A range produces filter: "between" with a { start, end } value object:

{ "field": "age", "filter": "between", "value": { "start": 25, "end": 50 } }

Negative numbers require special handling. -30 is parsed as "not equal to 30", not "equal to negative 30". To match a literal negative number, quote it: temperature: "-10". Comparison operators don't have this issue: temperature: >-10 works as expected.

Date predicates

Date fields support filtering by year or month without a full date value.

Auto-inferred predicates

The parser infers precision from the value format:

InputInterpreted asMatches
start: 2024start.year: 2024All dates in 2024
start: 2024-06year-month filterAll dates in June 2024
start: 2024-06-15exact dateJune 15, 2024 only
start: 2024
start: 2024-06
start: >=2024-06
start: 2024-01 .. 2024-06

Explicit predicates

Use field.predicate: syntax to filter by year or month directly:

PredicateMeaningExample
yearMatch by year onlystart.year: 2024
monthMatch by month (1–12)start.month: 6
start.year: 2024
start.year: >2020
start.month: 6
start.month: 1, 2, 3

start: 2024 and start.year: 2024 produce the same output:

{ "field": "start", "predicate": "year", "filter": "equal", "value": 2024 }

All comparison operators and ranges work with predicates: start.year: 2020 .. 2024.
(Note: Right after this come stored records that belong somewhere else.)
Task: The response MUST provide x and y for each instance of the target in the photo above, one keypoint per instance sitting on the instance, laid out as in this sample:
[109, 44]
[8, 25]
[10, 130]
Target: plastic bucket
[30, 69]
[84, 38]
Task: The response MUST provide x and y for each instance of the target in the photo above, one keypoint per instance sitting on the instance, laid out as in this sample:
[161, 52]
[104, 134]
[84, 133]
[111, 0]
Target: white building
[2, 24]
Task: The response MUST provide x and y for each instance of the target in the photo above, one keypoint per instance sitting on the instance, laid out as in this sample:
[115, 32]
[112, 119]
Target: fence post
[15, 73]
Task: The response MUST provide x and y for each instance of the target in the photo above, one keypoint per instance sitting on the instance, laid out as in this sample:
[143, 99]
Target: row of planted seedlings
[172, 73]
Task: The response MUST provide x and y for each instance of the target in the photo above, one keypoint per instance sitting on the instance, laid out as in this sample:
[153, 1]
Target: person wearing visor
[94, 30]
For fields whose labels include a dot after sanitization, the predicate attaches to the sanitized label. A field { id: "start", label: "Start Date" } sanitizes to StartDate, so the predicate syntax is StartDate.year: 2024.

Tags and free text

Tags

Prefix a value with # to match it across all fields without specifying one. Tags do exact matching:

#Urgent
#"In Progress"
-#Closed

Combine multiple tags with commas:

#bug, #feature
#Open, -Closed

A tag produces a rule with field: "*":

{ "field": "*", "filter": "equal", "value": "Urgent" }

To enable autocomplete suggestions for tags, add a "#" key to the options hash.

Free text

With parse="allowFreeText" (the default), plain words without a field name run a contains search across all fields. Each word becomes a separate rule, combined with AND:

Alex Smith
urgent bug

Prefix a word with - to exclude it:

-spam
Alex -test

Alex Smith produces:

{
"glue": "and",
"rules": [
{ "field": "*", "filter": "contains", "value": "Alex" },
{ "field": "*", "filter": "contains", "value": "Smith" }
]
}

With parse="strict", unrecognized text triggers a validation error instead.

Logical operators and grouping

AND and OR

Use and and or to combine conditions explicitly:

project: Alpha and status: Open
status: Open or status: "In Progress"
type: Bug and status: -Closed and assignee: jane.doe

Conditions without an explicit operator default to AND.

Grouping with parentheses

Use () to control evaluation order:

project: Alpha and (status: Open or status: "In Progress")
priority: High or (votes: >=100 and status: Open)

Parentheses produce nested filtering rule groups:

{
"glue": "and",
"rules": [
{ "field": "project", "filter": "equal", "value": "Alpha" },
{
"glue": "or",
"rules": [
{ "field": "status", "filter": "equal", "value": "Open" },
{ "field": "status", "filter": "equal", "value": "In Progress" }
]
}
]
}

and, or, contains, starts, and ends are reserved words. To use any of them as a literal field value, quote it: operator: "and".